Metta World Peace stood in front of his locker and answered every question. He and his Lakers squad had just been pummeled 119-90 by Oklahoma City less than an hour before, and he didn’t play particularly well.
Despite that, World Peace listened to everything media members threw at him. Everything from Elbow Gate to what he thinks of Oklahoma City was put to him. His responses may been all over the place, but he answered them all and more.
“Oklahoma City has some of the best fans in the NBA,” World Peace said. “They took on a team that needed shelter from New Orleans that was struggling at the time. And they welcomed the Hornets. They deserved their own franchise and they got the team from Seattle. They were able to support their team and pay the players. So obviously, they love basketball.”
In only his second game back after serving a seven-game suspension for his elbow to James Harden’s head, World Peace was booed by 18,000 fans every time he touched the ball.

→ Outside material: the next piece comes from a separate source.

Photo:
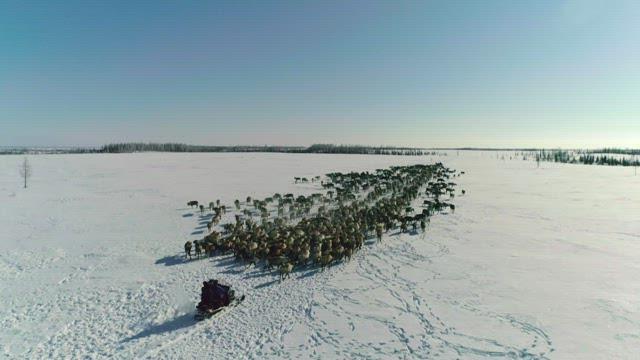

But the 12-year veteran wasn’t bothered by the reaction. It was something he expected and seemingly fed off of it early on.
“That’s their fans,” World Peace said. “They are not Laker fans. They have great fans. Good looking women. What am I going to say. They had great looking women in the stands booing. I was like, ‘Wow! You are all beautiful.’”
When World Peace was known as Ron Artest, he went through much tougher times in his career. As a member of the Pacers, he caused an all-out brawl in Detroit that spilled over into the fans. He was suspended the rest of the season.
Because of that and several other incidents, World Peace has allowed himself to be labeled dirty, crazy and unpredictable by NBA fans and media members. It also has taken away from just how good of a player he is.